WROCLAW (Ger. Breslau) A Bishopric, and recently Archbishopric, in the largest city in Silesia. Human habitation here is of very old date - the site was a major stopping point on the Amber Road in late Classical times, being a crossroad between that trade route and the Black Sea-Rhineland route. The modern city was begun in the 900's, and fortified c. 1000. Passing to Bohemia in 1335, and from thence to the Austrian Habsburgs in 1526, it eventually became (1740) Prussian  and then German territory before reverting back to Poland in 1945. For local secular rulers (Dukes), go to Schlesien-Breslau (Slaska-Wroclaw). Note that the Bishops were also temporal Dukes of Nysa, a city 44 miles (70 km.) southeast of Wroclaw, 1290-1918.
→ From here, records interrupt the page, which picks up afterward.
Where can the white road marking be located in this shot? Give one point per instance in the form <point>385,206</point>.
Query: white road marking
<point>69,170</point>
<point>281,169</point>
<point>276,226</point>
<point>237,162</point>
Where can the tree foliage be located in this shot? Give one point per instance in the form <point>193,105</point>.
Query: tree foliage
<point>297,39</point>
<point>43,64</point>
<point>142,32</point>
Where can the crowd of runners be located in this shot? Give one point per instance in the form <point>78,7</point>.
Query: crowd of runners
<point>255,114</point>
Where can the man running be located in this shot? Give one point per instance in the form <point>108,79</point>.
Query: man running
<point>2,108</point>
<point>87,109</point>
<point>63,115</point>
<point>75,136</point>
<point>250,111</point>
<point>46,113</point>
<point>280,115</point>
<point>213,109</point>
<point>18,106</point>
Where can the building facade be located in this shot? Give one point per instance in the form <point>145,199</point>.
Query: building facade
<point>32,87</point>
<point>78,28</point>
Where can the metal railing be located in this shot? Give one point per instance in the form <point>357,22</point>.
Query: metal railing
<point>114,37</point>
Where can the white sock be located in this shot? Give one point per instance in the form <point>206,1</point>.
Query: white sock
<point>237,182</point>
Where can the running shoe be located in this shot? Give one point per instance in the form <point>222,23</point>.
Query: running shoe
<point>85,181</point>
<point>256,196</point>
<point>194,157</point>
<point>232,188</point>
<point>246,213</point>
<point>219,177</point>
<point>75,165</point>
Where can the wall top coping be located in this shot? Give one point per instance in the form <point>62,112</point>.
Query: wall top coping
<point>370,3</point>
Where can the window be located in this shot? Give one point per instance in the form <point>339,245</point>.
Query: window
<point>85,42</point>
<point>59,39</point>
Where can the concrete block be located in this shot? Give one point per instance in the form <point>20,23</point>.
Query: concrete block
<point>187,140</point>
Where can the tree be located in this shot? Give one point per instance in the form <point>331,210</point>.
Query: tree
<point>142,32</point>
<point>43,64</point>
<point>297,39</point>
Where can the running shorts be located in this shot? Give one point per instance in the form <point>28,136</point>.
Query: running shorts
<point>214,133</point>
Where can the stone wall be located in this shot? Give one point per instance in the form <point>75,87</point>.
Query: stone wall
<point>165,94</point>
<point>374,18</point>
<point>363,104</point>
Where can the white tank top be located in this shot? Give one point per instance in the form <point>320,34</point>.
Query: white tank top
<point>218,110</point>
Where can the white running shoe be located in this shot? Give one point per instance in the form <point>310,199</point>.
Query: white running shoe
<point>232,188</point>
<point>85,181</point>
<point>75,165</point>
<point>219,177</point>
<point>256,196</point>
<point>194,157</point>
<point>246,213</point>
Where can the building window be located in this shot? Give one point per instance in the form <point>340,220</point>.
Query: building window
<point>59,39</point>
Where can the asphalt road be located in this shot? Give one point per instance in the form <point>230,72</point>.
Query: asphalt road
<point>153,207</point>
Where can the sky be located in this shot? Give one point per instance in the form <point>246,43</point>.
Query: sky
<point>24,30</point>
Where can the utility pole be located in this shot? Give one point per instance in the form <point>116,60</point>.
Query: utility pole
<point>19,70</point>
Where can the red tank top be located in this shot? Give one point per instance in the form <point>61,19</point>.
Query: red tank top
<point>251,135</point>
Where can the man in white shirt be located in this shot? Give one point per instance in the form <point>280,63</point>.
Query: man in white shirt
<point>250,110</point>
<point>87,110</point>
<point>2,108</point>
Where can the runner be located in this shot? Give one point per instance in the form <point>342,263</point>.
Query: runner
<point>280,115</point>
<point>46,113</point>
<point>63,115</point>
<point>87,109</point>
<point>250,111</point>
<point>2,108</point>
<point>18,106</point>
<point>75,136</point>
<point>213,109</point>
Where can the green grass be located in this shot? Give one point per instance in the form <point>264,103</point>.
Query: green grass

ZAMOSC-LUBACZÓW Zamosc is a town located some 50 miles (80 km.) southeast of Lublin, while Lubaczów is a small town some 40 miles (64 km.) south of Zamosc and no more than 8 miles (13 km.) from the Ukrainian frontier. During the chaotic conditions in the region following World War II, the Lwów Chapter was transferred to Lubaczów as Lwów was occupied by the USSR. In 1992 a separate diocese of Zamosc-Lubaczów was established.

ZIELONA GÓRA-GORZÓW (Grünberg and Wielkopolski) Zielona Gora is a town in far northwestern Silesia, 71 miles (114 km.) southwest of Poznan, while Gorzów is an industrial city 53 miles (85 km.) north of Zielona Gora, in far southwestern Pomerania. In 1945 an Apostolic administration founded in Gorzów, which was raised to the level of a Bishopric in 1972. In 1992 the name was altered to include Gorzów, becoming Zielona Góra-Gorzów; the primary residence of the Bishops remains in Zielona Góra.